Departamento de Medicina Interna, Hospital Universitario "Dr. José E. González", Universidad Autónoma de Nuevo León, Madero y Gonzalitos S/N, Monterrey, NL, 64700, Mexico,
Am J Clin Dermatol. 2013 Oct;14(5):343-50. doi: 10.1007/s40257-013-0039-3.

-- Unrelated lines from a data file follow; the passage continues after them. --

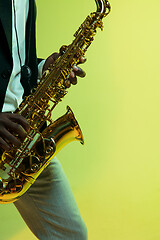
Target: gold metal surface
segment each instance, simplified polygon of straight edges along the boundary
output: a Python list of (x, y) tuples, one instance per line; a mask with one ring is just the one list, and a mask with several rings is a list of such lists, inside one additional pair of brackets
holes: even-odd
[[(52, 121), (51, 113), (67, 94), (66, 81), (75, 65), (94, 40), (96, 29), (103, 29), (102, 19), (110, 12), (106, 0), (96, 0), (97, 11), (91, 13), (74, 34), (64, 53), (43, 74), (35, 92), (26, 97), (15, 113), (24, 116), (30, 132), (20, 148), (5, 151), (0, 160), (0, 203), (14, 202), (34, 183), (39, 174), (66, 144), (84, 143), (73, 112)], [(50, 104), (51, 103), (51, 104)], [(41, 133), (45, 122), (49, 126)]]

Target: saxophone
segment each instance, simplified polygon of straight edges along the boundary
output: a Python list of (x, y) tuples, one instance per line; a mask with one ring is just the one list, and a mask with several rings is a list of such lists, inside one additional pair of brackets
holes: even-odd
[[(78, 122), (69, 106), (56, 121), (51, 114), (67, 94), (66, 81), (72, 68), (84, 56), (94, 40), (97, 28), (103, 29), (102, 19), (110, 12), (107, 0), (95, 0), (97, 11), (91, 13), (74, 34), (63, 54), (44, 72), (40, 83), (20, 104), (15, 113), (25, 117), (30, 131), (19, 148), (4, 151), (0, 160), (0, 203), (18, 200), (34, 183), (51, 159), (68, 143), (84, 144)], [(41, 132), (44, 123), (48, 126)]]

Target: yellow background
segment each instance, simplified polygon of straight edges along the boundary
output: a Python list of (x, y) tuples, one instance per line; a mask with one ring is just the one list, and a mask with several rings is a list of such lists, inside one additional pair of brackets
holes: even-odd
[[(104, 31), (87, 52), (86, 78), (56, 109), (61, 115), (72, 107), (85, 146), (71, 143), (58, 158), (89, 240), (159, 240), (160, 1), (111, 5)], [(38, 56), (46, 58), (71, 43), (95, 3), (39, 0), (37, 8)], [(12, 204), (0, 212), (0, 239), (35, 239)]]

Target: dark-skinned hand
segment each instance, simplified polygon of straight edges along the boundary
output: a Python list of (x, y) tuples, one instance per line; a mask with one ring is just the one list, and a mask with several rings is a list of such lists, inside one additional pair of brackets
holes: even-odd
[[(46, 59), (46, 62), (43, 66), (43, 72), (45, 72), (49, 68), (50, 64), (53, 64), (54, 61), (59, 56), (61, 56), (61, 53), (53, 53), (52, 55), (50, 55)], [(81, 57), (79, 64), (84, 63), (85, 61), (86, 61), (86, 59), (84, 57)], [(66, 87), (69, 88), (71, 84), (73, 84), (73, 85), (77, 84), (77, 77), (83, 78), (83, 77), (85, 77), (85, 75), (86, 75), (86, 73), (79, 66), (74, 66), (73, 70), (70, 73), (68, 80), (66, 81)]]
[(29, 131), (27, 120), (15, 113), (0, 113), (0, 148), (19, 147)]

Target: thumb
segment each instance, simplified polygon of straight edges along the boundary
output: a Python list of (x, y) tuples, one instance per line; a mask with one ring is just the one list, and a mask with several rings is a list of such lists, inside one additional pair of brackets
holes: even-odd
[(42, 72), (44, 73), (49, 68), (49, 66), (53, 64), (57, 58), (59, 58), (59, 56), (60, 53), (53, 53), (52, 55), (50, 55), (44, 63)]

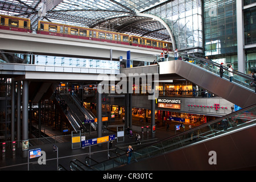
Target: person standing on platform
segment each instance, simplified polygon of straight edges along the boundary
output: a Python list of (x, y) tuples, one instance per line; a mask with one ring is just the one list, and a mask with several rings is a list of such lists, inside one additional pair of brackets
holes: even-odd
[(174, 60), (177, 60), (179, 57), (179, 53), (177, 52), (177, 49), (176, 49), (175, 51), (174, 51)]
[(163, 51), (163, 52), (161, 52), (160, 57), (161, 57), (161, 61), (162, 62), (163, 62), (164, 61), (164, 51)]
[(223, 73), (224, 72), (224, 71), (223, 71), (223, 66), (222, 66), (223, 64), (224, 64), (223, 63), (221, 63), (221, 66), (220, 66), (220, 76), (221, 78), (222, 77)]
[(130, 163), (131, 163), (131, 152), (133, 151), (133, 147), (131, 146), (129, 146), (126, 150), (126, 156), (127, 157), (127, 164), (130, 164)]
[(232, 78), (234, 75), (233, 75), (233, 68), (232, 65), (231, 64), (229, 66), (228, 71), (229, 71), (229, 81), (232, 82)]

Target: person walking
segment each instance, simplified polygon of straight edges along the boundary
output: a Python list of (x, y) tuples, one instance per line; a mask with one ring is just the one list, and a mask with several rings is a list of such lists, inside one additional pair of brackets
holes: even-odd
[(221, 78), (222, 77), (223, 73), (224, 72), (224, 71), (223, 71), (223, 66), (222, 66), (222, 64), (224, 64), (224, 63), (221, 63), (221, 66), (220, 66), (220, 76)]
[(234, 75), (233, 75), (233, 68), (232, 65), (231, 64), (229, 66), (228, 71), (229, 71), (229, 81), (232, 82), (232, 78)]
[(128, 148), (126, 150), (126, 156), (127, 158), (127, 164), (130, 164), (131, 163), (131, 152), (133, 151), (133, 149), (131, 146), (129, 146), (128, 147)]

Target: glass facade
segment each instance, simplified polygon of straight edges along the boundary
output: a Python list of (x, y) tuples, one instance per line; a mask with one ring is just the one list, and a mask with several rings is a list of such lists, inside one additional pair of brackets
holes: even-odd
[(178, 49), (193, 48), (194, 52), (203, 52), (200, 0), (172, 1), (143, 13), (159, 16), (167, 23), (172, 30)]
[(205, 55), (236, 54), (236, 1), (205, 0), (203, 10)]
[(245, 44), (256, 43), (256, 7), (244, 10)]

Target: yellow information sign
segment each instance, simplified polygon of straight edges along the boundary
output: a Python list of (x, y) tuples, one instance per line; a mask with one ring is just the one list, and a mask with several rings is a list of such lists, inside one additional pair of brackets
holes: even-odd
[(97, 143), (108, 142), (109, 140), (109, 136), (103, 136), (97, 138)]
[(81, 142), (80, 136), (73, 136), (72, 137), (72, 143), (79, 143)]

Vitiligo is an acquired immune disorder of the skin characterized by the presence of white depigmented macules. Its immunopathogenesis is not completely understood, but inflammatory alterations in the skin microenvironment, and particularly increased expression of the cytokine tumor necrosis factor-α (TNFα), are thought to be essential regulators of melanocyte dysfunction and death. In this article we review the evidence that implicates TNFα in the pathogenesis of vitiligo, including studies on serum and tissue levels of TNFα, TNFα gene polymorphisms, in vitro studies, and therapeutic trials using TNFα inhibitors. TNFα emerges as a complex mediator with apparently conflicting roles in vitiligo.
白癜风是一种获得性皮肤免疫紊乱,其特征是存在白色色素减退斑。其免疫发病机制尚不完全清楚,但皮肤微环境的炎症改变,特别是细胞因子肿瘤坏死因子-α(TNFα)的表达增加,被认为是调节黑色素细胞功能障碍和死亡的重要因素。本文综述了 TNFα在白癜风发病机制中的作用的证据,包括血清和组织 TNFα水平、TNFα 基因多态性、体外研究以及 TNFα 抑制剂的治疗试验。TNFα 作为一种复杂的介质,在白癜风中表现出明显矛盾的作用。